The vintage instruments used on the band’s debut album Music from The Dream System 8 (Feb. 9th, Minty Fresh) are veterans, too, and include a large assortment of Rolands, Korgs, and Yamahas, along with the (attention, geeks!) Crumar Performer, LinnDrum LM-2, and Omnichord System 100. 

Recording with synths from the early 1980’s, Dream System 8's  debut emerges from these origins of artifice with natural-sounding pop songs inspired by Vangelis, The Human League, Tangerine Dream, and Duran Duran. 

Not only is the musical partnership of the humans in Dream System 8 new, so is the relationship to the band’s large brood of keys. Klotz, whose day job has earned him numerous Emmy awards as the Music Editor of television shows such as “Stranger Things,” “Game of Thrones,” and “American Horror Story”among others, started acquiring the gear in 2015. 

“I was inspired when I started working on ‘Stranger Things’ in 2015 and first heard the score,” Klotz recalls. “I loved the sounds that the show’s composers created with synths. It was unlike anything I’d heard before in the world of film scoring.” 

Klotz, who has been making records under various band names for years, starting in the mid-90’s as Fonda and most recently in 2016 as People and Stars, began plotting to make a record of pop songs based around the sound of these keyboards. 

His first stop was eBay. 

The first three synths Klotz bought are the main instruments heard on “Losing All of You,” the debut single by The Dream System, scheduled to arrive on Oct. 17th.  

At this point in the story, Dream System 8 might be conjuring images of a Nick Rhodes-ian utopia where racks of gear stretch to the sky, surrounding an isolated man who looks absolutely perfect in an expensive linen suit and make-up. 

But just in time, Elektra’s lyrics and vocals take these tunes out of the atmosphere and ground them in feeling – heart-tugging and delivered with emotion – exposing the roots beneath these musical landscapes. 

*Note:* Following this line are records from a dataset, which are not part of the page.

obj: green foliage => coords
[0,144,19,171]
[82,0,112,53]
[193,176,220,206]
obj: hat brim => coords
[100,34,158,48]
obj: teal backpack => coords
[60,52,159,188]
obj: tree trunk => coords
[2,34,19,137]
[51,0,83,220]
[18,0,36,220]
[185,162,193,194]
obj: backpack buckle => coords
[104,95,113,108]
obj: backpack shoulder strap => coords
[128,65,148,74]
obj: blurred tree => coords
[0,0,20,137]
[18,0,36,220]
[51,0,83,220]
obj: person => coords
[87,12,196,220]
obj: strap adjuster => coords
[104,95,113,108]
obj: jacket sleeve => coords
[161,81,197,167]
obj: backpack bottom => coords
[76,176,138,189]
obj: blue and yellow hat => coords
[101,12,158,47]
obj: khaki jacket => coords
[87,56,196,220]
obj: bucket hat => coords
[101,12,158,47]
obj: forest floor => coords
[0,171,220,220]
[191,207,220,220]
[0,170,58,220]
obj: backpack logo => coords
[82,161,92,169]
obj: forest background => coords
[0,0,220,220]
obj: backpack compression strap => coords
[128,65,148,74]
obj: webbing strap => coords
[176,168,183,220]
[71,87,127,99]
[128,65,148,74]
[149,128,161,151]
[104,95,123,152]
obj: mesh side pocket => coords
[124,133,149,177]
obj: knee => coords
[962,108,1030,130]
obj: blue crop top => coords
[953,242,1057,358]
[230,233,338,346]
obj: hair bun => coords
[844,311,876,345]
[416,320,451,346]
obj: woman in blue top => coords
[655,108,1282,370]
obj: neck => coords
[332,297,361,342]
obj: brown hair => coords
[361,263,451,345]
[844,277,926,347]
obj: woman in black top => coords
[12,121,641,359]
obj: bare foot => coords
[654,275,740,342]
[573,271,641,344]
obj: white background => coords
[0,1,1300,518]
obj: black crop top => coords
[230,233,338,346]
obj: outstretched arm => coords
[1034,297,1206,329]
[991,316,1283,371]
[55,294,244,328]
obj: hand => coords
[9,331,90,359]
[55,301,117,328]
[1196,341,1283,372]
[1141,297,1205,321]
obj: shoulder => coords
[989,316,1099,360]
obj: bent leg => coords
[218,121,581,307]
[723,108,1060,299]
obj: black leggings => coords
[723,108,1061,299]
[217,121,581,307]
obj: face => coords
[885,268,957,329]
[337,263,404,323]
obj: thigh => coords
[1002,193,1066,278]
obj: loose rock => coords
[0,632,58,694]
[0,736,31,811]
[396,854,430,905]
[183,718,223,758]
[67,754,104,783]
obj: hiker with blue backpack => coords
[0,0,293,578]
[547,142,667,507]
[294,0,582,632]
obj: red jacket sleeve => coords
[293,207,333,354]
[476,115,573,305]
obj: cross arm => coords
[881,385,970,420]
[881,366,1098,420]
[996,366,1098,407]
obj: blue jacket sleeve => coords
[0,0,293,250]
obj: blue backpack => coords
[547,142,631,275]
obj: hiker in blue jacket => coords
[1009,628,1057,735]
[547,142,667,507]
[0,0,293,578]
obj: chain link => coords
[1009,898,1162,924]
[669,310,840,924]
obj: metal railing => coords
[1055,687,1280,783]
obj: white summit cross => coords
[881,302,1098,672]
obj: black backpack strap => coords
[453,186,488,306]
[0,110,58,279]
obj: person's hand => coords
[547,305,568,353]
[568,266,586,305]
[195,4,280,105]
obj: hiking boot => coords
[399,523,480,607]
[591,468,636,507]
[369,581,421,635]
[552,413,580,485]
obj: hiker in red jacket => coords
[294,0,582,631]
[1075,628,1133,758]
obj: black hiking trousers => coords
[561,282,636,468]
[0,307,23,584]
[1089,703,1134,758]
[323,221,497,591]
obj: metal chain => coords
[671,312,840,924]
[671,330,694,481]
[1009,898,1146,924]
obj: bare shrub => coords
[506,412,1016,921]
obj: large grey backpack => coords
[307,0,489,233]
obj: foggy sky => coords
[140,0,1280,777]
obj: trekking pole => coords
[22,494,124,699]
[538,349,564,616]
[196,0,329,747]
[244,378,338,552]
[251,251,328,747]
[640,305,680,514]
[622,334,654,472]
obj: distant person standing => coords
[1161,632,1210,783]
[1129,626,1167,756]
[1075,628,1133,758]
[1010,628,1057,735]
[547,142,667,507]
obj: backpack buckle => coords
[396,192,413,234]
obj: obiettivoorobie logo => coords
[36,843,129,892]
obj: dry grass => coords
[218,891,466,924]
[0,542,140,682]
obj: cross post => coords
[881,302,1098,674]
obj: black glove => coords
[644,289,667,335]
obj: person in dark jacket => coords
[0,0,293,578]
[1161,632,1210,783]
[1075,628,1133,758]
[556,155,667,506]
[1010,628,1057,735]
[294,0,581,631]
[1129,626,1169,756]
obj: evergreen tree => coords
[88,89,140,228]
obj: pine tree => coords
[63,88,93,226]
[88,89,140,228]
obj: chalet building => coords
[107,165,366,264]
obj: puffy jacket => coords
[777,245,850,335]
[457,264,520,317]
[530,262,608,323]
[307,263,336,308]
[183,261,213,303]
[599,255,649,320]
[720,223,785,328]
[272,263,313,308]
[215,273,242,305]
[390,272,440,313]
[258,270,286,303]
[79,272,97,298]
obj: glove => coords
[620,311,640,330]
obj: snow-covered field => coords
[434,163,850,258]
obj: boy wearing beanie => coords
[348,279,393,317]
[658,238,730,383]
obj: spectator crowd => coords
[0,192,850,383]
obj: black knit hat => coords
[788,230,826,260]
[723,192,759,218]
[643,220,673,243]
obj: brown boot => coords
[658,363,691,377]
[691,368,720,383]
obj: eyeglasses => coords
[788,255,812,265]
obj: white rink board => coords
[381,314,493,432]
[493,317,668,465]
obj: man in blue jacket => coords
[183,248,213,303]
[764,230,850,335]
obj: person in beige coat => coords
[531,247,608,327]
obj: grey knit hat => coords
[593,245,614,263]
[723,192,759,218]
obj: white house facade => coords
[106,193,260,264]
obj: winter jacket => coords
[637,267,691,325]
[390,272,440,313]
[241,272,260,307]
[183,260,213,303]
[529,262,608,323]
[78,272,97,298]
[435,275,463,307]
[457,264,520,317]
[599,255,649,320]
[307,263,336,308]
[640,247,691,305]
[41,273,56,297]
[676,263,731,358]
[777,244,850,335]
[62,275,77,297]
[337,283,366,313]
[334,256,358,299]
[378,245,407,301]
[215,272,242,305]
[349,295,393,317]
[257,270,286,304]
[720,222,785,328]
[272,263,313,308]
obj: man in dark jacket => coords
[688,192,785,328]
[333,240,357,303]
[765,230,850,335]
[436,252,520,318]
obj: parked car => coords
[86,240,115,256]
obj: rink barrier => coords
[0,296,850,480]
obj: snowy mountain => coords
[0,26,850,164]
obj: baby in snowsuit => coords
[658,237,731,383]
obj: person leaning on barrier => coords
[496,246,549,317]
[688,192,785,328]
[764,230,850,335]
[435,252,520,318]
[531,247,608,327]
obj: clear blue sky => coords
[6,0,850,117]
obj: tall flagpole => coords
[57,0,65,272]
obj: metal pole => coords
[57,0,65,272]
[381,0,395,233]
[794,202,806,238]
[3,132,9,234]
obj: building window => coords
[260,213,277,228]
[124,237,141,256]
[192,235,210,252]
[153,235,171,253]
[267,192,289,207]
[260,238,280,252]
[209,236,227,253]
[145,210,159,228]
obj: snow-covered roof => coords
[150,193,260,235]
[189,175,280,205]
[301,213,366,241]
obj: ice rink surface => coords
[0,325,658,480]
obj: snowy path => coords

“I grew up in a musical household, my Mom is a piano teacher and songwriter,” she says. “I’ve always loved songs with good melodies and classic chord progressions, but I’ve been held back by the technical aspects of music making.” 

And then a Tinder match with Klotz yielded a band instead of a romance. Moreover, it gave Elektra the opportunity to make the greatest use of her strengths as a songwriter and vocalist. 

“We’re both single parents, both musicians, and both live in Pasadena, so I thought we might still have a bit of a connection,” Klotz says. “It was a short date but at the end of it we decided to meet up again to collaborate on music.” 

Emotional maturity in the age of app-based dating is hard to come by, but when it happens, great music is the result. 

“I honestly thought I’d never hear from her again, but she reached out,” Klotzcontinues. “I played her my demo of ‘Losing All of You,’ and she picked up an acoustic guitar and performed ‘I Think of You.’ It was beautiful.” 

That song, “I Think of You,” written as a lullaby to Elektra’s then six-month-old daughter, is now one of the album’s highlights. Additional emotionally moving moments on Music from The Dream System 8 include “Dedication,” written about Elektra’s father’s struggle with Lou Gehrig’s disease, and “Help Me See”about a love interest of Elektra’s who passed before his time. 

Heavy topics, not typically associated with a genre where any remotely electronic-based music is suddenly Electronic Dance Music. Here, Dream System 8 succeeds mightily at memorably combining and sustaining these seemingly disassociated sonic worlds over the course of an entire album. 

“Dream System 8 is the perfect name for us,” Elektra concludes. “For me, it’s literally a musical dream come true.” 

Music from The Dream System 8, the debut album by Los Angeles-based duo Dream System 8 arrives on Feb. 9th, 2018 preceded by the single “Losing All of You,” out Oct. 17th, 2017.